Rising Cost of Dying and COVID Impact UK Watchdog’s Crackdown
A new report shows it cost a lot more to die in the UK in 2019 than it did in 2018. Watchdog organizations are not happy, but COVID is keeping them from doing something about it.
The cost of dying in the UK in 2019
UK insurance company SunLife produced its 15th annual Cost of Dying report early this year. According to the report, a basic funeral now averages £9,493 ($12,392) — an all-time high. It’s an increase of 3.1% in just one year and a whopping 47% increase since 2007. At this rate, SunLife predicts UK funerals will average more than $13,000 by 2023.
For the purposes of the report, SunLife breaks down the “cost of dying” into three components:
- Basic funeral — cremation or burial, funeral director, doctor, and celebrant,
- Send-off — memorial, death and funeral notices, flowers, limos, venue, and catering, and
- Professional fees — hiring a professional to administer the estate.
While the cost of “send-off” is up 11.9% over the previous study, the report cites the basic funeral costs as the most alarming. Funeral costs have risen 62% over the last decade. It’s a rate that far surpasses normal inflation. For example, in the same time period, fuel has gone up 29.4%, housing costs are up 42%, and wages have only increased by 22%.
UK government weighs in
In 2019, the Competition and Markets Authority (CMA) launched an investigation prompted by rising costs in the UK funeral industry. As part of the process, the CMA studied competition among funeral directors and among crematoria as well as pricing transparency. They surveyed consumers and asked for feedback from funeral professionals.
On August 13, 2020, the group published the following identified issues:
- People are too distressed at their time of need to compare providers and instead choose a familiar, recommended, or geographically close funeral home.
- Pricing and product information isn’t consistent enough to allow for cost comparisons.
- Funeral home and crematorium fees are increasing faster than inflation rates.
- Residents of Britain, Wales, and Northern Ireland believe funeral directors are regulated (they aren’t).
- Those same residents’ loved ones are receiving “unacceptably low levels of care.”
- The government makes opening a new crematorium extremely difficult, so consumers have very few to choose from.
What’s next?
Along with these “provisional conclusions” the CMA recognized the impact of COVID-19 on the death care profession. Unfortunately, the pandemic has created a “serious dilemma for the CMA.
“On the one hand, it is clear that the funerals sector is not working well and that reforms will be needed,” reads a statement. “On the other hand, the pandemic has created insurmountable obstacles to some of the solutions needed to design and implement far-reaching reform of the sector at this stage.”
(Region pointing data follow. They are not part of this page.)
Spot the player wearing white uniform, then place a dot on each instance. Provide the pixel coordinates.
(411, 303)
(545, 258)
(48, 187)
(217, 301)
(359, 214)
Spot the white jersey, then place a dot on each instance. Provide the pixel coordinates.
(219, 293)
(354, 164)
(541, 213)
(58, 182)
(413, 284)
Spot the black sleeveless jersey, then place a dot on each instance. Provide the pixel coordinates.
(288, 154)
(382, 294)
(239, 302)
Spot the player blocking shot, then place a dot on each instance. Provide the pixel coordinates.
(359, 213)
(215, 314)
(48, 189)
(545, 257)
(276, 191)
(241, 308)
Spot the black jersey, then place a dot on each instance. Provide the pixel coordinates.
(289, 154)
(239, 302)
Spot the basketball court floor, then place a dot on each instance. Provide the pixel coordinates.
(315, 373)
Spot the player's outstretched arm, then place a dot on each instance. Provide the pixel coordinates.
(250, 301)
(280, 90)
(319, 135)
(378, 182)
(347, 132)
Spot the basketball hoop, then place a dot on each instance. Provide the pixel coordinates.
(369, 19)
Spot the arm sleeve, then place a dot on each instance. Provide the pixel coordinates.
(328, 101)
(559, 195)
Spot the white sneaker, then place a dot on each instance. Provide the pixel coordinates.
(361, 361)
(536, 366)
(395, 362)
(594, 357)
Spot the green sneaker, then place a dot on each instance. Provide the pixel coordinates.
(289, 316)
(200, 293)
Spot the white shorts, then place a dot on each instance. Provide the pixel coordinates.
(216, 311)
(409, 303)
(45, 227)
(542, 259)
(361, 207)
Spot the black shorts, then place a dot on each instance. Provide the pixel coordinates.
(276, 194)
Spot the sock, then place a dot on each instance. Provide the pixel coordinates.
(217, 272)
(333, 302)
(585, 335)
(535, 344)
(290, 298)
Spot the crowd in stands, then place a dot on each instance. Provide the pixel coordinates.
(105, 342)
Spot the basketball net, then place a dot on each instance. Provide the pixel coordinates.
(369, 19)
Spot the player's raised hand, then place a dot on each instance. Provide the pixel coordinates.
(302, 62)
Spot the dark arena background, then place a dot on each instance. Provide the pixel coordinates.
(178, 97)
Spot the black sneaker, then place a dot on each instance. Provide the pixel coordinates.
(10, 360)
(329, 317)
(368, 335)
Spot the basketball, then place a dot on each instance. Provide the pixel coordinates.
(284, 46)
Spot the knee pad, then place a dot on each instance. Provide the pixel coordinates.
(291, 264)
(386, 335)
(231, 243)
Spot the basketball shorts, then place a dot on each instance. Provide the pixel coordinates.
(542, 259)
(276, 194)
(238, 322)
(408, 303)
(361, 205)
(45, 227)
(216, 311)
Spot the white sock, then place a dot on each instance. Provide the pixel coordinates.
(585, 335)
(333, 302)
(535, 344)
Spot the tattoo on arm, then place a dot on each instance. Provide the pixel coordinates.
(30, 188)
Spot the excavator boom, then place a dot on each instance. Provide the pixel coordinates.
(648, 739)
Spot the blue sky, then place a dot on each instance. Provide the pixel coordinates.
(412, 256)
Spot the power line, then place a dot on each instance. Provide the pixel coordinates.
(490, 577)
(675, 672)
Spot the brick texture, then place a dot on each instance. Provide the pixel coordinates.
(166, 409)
One of those proposed reforms — price caps on funeral services and merchandise — has not been well received by the profession. Dignity, one of the UK’s largest funeral firms with 800 locations, has basically announced they won’t lower prices until the CMA makes them.
Members of the National Society of Allied and Independent Funeral Directors are also breathing a sigh of relief.
“We are pleased that an earlier proposal to introduce price controls, which would be inappropriate and potentially highly damaging at this time of restricted funeral services, has been shelved,” a spokesperson said. “It has been an incredibly challenging year for the profession.”